Welcome to the latest edition of this New York City civics-focused newsletter. I’m journalist Felipe De La Hoz, and today I’m discussing the latest developments at the beleaguered Rikers Island jail complex.
At this point, the idea of a crisis at Rikers has become essentially background noise to a lot of the city, persistent as it is, though it’s certainly far from an abstract consideration for the many New Yorkers who themselves have been in, or have had family in, the jail complex.
From a physical infrastructure that’s quite literally falling apart, to persistent recent staffing shortages among corrections officers, to the fact that the complex’s location on an isolated island between Queens and the Bronx keeps it largely out of public sight, the jail has been the site of persistent catastrophe and violence that has vexed one administration after another.
The situation has been so bad for so long that it was the subject of a class-action lawsuit, Nuñez v. City of New York, that was filed in 2011 and in 2015 resulted in the appointment of a federal monitor empowered to conduct periodic examinations of the facility and report back to the federal court with assessments and recommendations. That monitor is Steve Martin, a longtime corrections consultant and lawyer, as well as former prosecutor, corrections executive, and probation officer, who along with a small staff has been issuing periodic reports that have only grown more urgent and alarming.
The latest report was issued last week, and Martin’s exasperation is palpable. He excoriates what he refers to as an “entrenched culture of dysfunction” in the Department of Correction, which he all but says is the most incompetently run of the many such corrections offices he’s dealt with over his decades-long career.
In the 78-page document, he lays out how managers at the site are fundamentally indifferent to overseeing their staff effectively, how a policy permitting indefinite leave has allowed officers to essentially refuse to go to their jobs and leave detainees to run areas of the facility themselves, the utter lack of consequences for misconduct or ineptitude, and the fact that this is all being done in a department that spends over three times per detainee than the corrections departments in Los Angeles or Chicago. All of this has resulted in 16 deaths over 2021, and two so far in 2022, not to mention innumerable other serious injuries from rampant violence that the department itself has often tried to hide.

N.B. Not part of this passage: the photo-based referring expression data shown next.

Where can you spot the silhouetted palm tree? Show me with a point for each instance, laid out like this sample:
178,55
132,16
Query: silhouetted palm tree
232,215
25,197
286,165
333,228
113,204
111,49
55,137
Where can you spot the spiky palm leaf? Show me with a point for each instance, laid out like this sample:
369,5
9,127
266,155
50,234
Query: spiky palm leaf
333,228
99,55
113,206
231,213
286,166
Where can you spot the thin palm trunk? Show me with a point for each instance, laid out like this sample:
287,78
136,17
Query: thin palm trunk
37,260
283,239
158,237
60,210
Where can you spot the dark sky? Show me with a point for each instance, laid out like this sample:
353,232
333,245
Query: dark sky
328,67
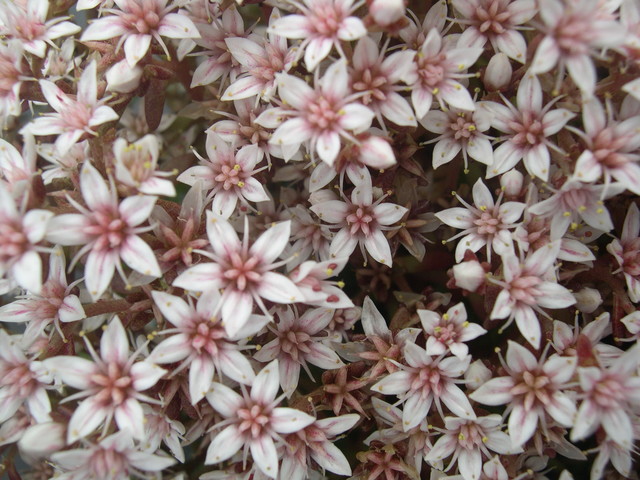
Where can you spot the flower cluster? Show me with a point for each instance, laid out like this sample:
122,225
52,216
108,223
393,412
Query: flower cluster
302,239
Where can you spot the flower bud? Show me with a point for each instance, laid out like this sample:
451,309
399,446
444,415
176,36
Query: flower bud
512,182
587,299
476,375
123,78
498,73
386,12
42,440
469,275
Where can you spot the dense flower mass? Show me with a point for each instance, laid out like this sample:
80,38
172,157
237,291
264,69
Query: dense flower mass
304,239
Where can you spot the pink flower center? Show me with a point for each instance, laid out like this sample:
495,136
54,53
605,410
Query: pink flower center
488,223
13,241
254,420
111,230
529,131
533,387
361,220
522,289
492,18
322,113
206,336
114,385
243,271
432,70
372,81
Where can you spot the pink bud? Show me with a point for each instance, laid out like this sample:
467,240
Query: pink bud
512,182
498,73
476,375
42,440
469,275
588,299
386,12
122,78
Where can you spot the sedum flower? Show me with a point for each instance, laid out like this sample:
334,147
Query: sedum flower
116,457
526,290
427,379
485,223
253,421
243,272
362,222
323,116
108,230
298,343
533,389
447,333
74,117
322,25
199,342
112,384
137,22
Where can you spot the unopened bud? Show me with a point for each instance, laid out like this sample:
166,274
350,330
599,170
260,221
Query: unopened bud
42,440
386,12
587,299
469,275
498,73
512,182
123,78
477,375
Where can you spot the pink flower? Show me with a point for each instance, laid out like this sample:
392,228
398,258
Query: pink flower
54,304
425,380
447,333
612,148
315,442
627,251
485,223
467,441
575,201
74,116
228,175
526,290
533,389
29,25
611,398
459,131
377,74
576,30
108,230
112,383
253,421
243,272
22,381
323,24
496,21
323,116
298,343
261,62
137,22
114,458
436,69
20,233
527,129
199,342
362,222
136,165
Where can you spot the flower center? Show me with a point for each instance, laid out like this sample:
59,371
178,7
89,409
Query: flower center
254,420
114,383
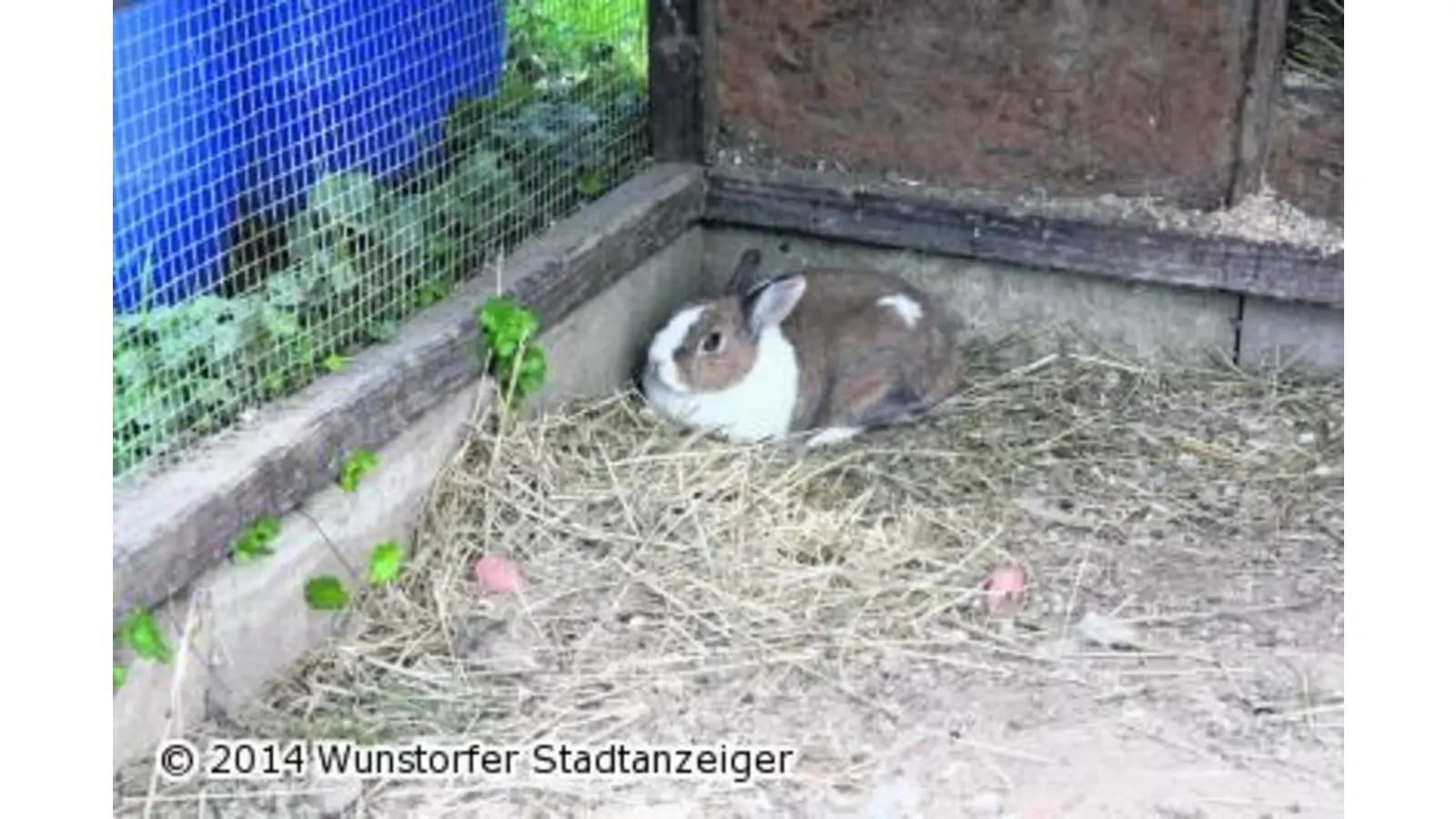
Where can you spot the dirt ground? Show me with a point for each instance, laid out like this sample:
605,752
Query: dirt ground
1176,652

An intractable predicament of course doesn’t mean that city officials should throw up their hands and give up, and it’s now up to Mayor Eric Adams to prove that he can get a handle on things. Though he’s previously backed predecessor Bill de Blasio’s plan to shut down Rikers altogether and replace it with new borough-based jails, it’s not clear that he’ll hold this position long-term, particularly as the city’s jail population holds at nearly 6,000 detainees, up from lows of around 4,000 a couple of years ago.
This is particularly dubious as Adams himself touts crackdowns on gun crime and homeless people in the subways and fights in Albany to roll back reforms to the state’s bail laws. His new DOC commissioner, Louis Molina, has been scrutinized for closeness with the corrections union, resulting in his having fired a respected internal investigator that was examining issues with Rikers and DOC staff writ large, and agreeing to the rule change on indefinite leave. What’s clear is that Adams cannot simply stay the course here. Without quick and deliberate action, the violence is set to become a persistent political liability, in addition to a moral monstrosity.